Sorting with Comparators, and introduction to Lambda expressions

Part of a series of tutorial articles about a Student class.

Code examples referred to on this page can be found here: https://github.com/ucsb-cs156/student-tutorial/tree/ex15.

NOTE: NOT YET UPDATED FOR JAVA 17 and JUNIT 5 (TODO for W22, 01/05/22)

In ex14, we looked at implementing the java.lang.Comparable<T> interface. This allows us to define what Java calls a natural order for a class.

If you have an ArrayList<Foo> myarray; for any class Foo that implements the java.lang.Comparable<Foo> interface, you can sort that array can be sorted by simply invoking myarray.sort();.

However, the limitation of the Comparable<T> method is that you can only define one way to sort a particular class. For example, if we define sorting by perm, ascending, as the natural order for Student, then myarray.sort() will only every sort in this specific order.

In ex15, we’ll look at a more flexible way to define sort orders using something called a java.util.Comparator<T>. This is a special object that, as the saying goes has one job. That job is to define a way of comparing two objects of type T. Each Comparator can be defined to sort by a different field; for example:

  • One Comparator might sort by perm, ascending.
  • Another Comparator might sort by name, in alphabetical order
  • Another Comparator might sort (if we add gpa to the Student object) by GPA descending.

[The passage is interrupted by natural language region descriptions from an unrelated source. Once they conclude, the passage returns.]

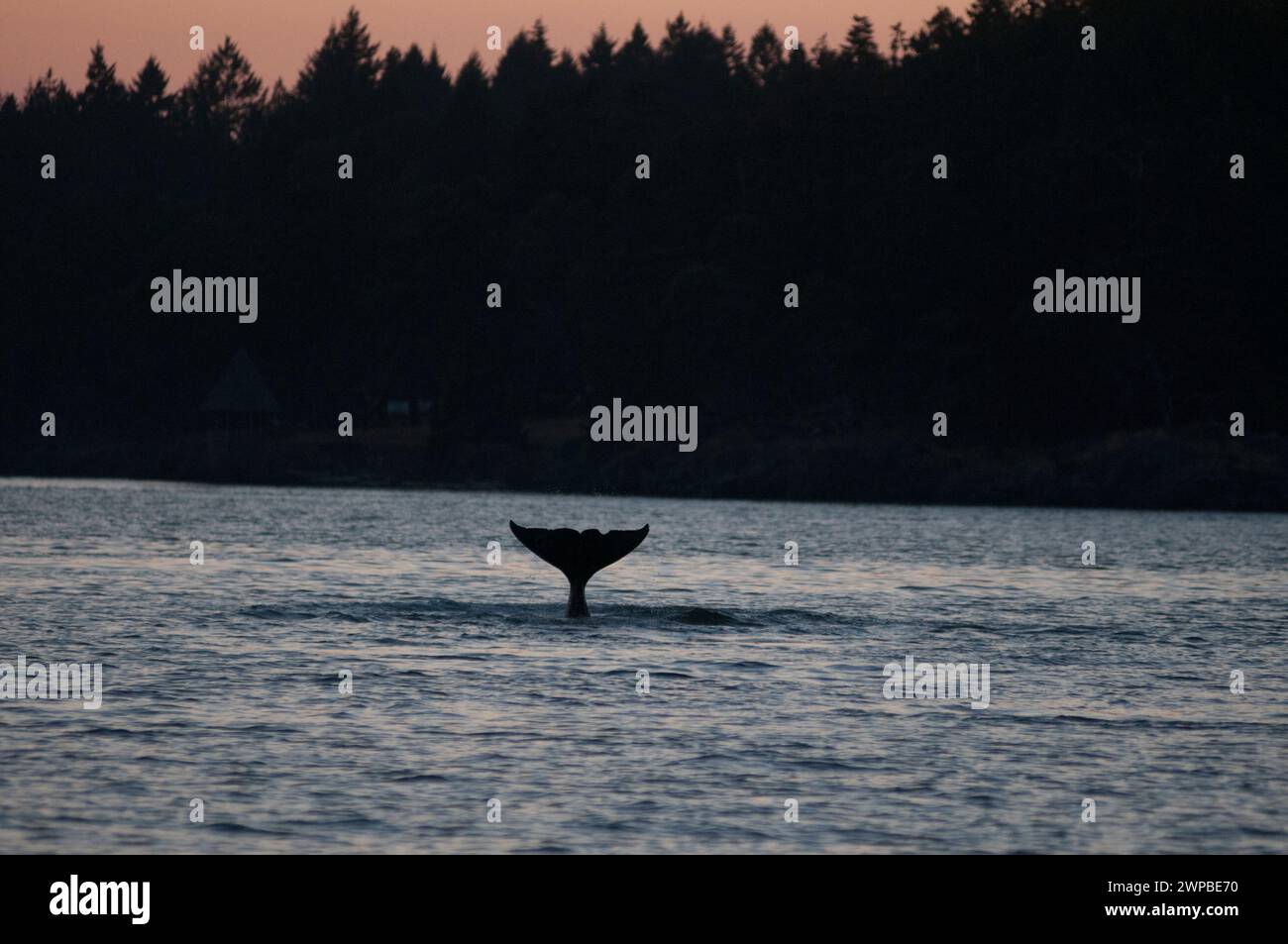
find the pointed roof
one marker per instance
(240, 389)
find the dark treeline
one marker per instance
(767, 167)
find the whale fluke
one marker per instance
(579, 554)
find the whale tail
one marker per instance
(579, 554)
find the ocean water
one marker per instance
(765, 682)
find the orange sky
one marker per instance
(277, 35)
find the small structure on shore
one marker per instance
(240, 415)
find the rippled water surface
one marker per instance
(765, 681)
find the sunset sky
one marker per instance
(277, 35)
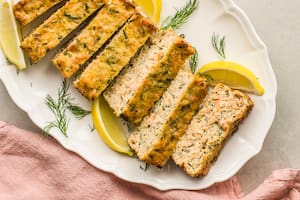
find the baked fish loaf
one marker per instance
(155, 139)
(27, 10)
(218, 118)
(117, 54)
(107, 21)
(134, 92)
(52, 31)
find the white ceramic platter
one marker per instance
(29, 88)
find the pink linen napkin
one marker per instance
(36, 167)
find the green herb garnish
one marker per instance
(145, 167)
(59, 108)
(218, 44)
(194, 61)
(181, 15)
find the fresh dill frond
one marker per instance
(61, 120)
(145, 167)
(194, 60)
(181, 15)
(77, 111)
(218, 44)
(60, 107)
(67, 101)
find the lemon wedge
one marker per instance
(151, 8)
(109, 126)
(10, 35)
(232, 74)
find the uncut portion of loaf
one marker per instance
(220, 115)
(107, 21)
(60, 24)
(27, 10)
(116, 55)
(155, 139)
(143, 82)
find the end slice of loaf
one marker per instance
(143, 82)
(221, 113)
(155, 139)
(28, 10)
(56, 28)
(107, 21)
(116, 55)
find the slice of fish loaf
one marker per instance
(117, 54)
(52, 31)
(143, 82)
(218, 118)
(27, 10)
(155, 139)
(108, 20)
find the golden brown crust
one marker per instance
(60, 24)
(27, 10)
(108, 64)
(107, 21)
(155, 139)
(222, 112)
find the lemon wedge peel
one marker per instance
(232, 74)
(151, 8)
(10, 35)
(109, 127)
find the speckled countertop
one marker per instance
(278, 24)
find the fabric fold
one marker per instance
(33, 166)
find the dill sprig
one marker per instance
(61, 120)
(181, 15)
(145, 167)
(76, 110)
(59, 108)
(67, 101)
(218, 44)
(194, 61)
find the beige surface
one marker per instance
(278, 24)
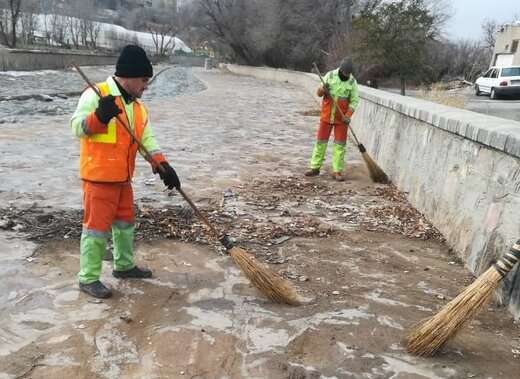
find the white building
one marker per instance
(507, 49)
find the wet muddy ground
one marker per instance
(366, 264)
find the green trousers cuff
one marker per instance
(123, 239)
(92, 250)
(338, 157)
(318, 155)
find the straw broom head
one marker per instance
(272, 285)
(429, 336)
(376, 173)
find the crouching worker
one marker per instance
(341, 89)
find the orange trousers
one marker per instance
(340, 132)
(105, 203)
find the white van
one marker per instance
(499, 81)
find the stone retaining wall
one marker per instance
(459, 168)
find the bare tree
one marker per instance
(58, 29)
(29, 23)
(9, 17)
(489, 30)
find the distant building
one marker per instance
(507, 49)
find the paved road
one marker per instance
(199, 317)
(505, 108)
(508, 108)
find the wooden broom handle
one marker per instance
(147, 155)
(508, 260)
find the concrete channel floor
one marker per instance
(198, 317)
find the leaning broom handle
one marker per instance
(336, 104)
(508, 260)
(148, 156)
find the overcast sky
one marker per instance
(468, 15)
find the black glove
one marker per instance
(107, 109)
(169, 176)
(326, 89)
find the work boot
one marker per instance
(96, 289)
(133, 273)
(108, 255)
(338, 176)
(312, 172)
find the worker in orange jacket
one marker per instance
(107, 163)
(340, 90)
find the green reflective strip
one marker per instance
(92, 250)
(122, 224)
(338, 157)
(318, 155)
(123, 240)
(95, 233)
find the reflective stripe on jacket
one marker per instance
(110, 156)
(344, 92)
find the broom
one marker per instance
(428, 337)
(376, 173)
(272, 285)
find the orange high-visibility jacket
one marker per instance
(110, 157)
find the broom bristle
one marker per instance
(376, 173)
(428, 337)
(266, 281)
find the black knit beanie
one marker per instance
(133, 63)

Consider also, a Course object that might have attributes department, and course number and section number. We might make a single comparator that sorts first by department, then by course number, and finally by section number.

In this exercise

  • We’ll look at the java.util.Comparator<T> interface
  • We’ll discuss how it differs from java.lang.Comparable<T>
  • We’ll implement a java.util.Comparator<Student> to sort by name instead of by perm.

In our first attempt at a comparator, we’ll define it as a separate named class.

In practice, since Java 8, this is almost never done. Instead, comparators are usually defined at lambda expressions, which we’ll get to in ex17.

But, for this exercise, defining it as a separate named class will give us a good basis to understand how a comparator works, using methods that are familiar to us.

Looking Ahead

Our Student class is kind of boring at the moment; it just has name and perm; and we’ve already built ways to sort on both of those.

To make it more interesting, so that we can look at more exotic ways of sorting, we’ll first do some updating to the Student class itself.

In ex16, we’ll:

  • split name into first and last
  • add units as another field

Then in ex17, we’ll look at three other ways to define comparators:

  • As a named inner class
  • As a “defined on the fly” instance of a class
  • As a lambda expression

And finally, we’ll look at composite compartors, where we combine comparators using thenComparing and reversed.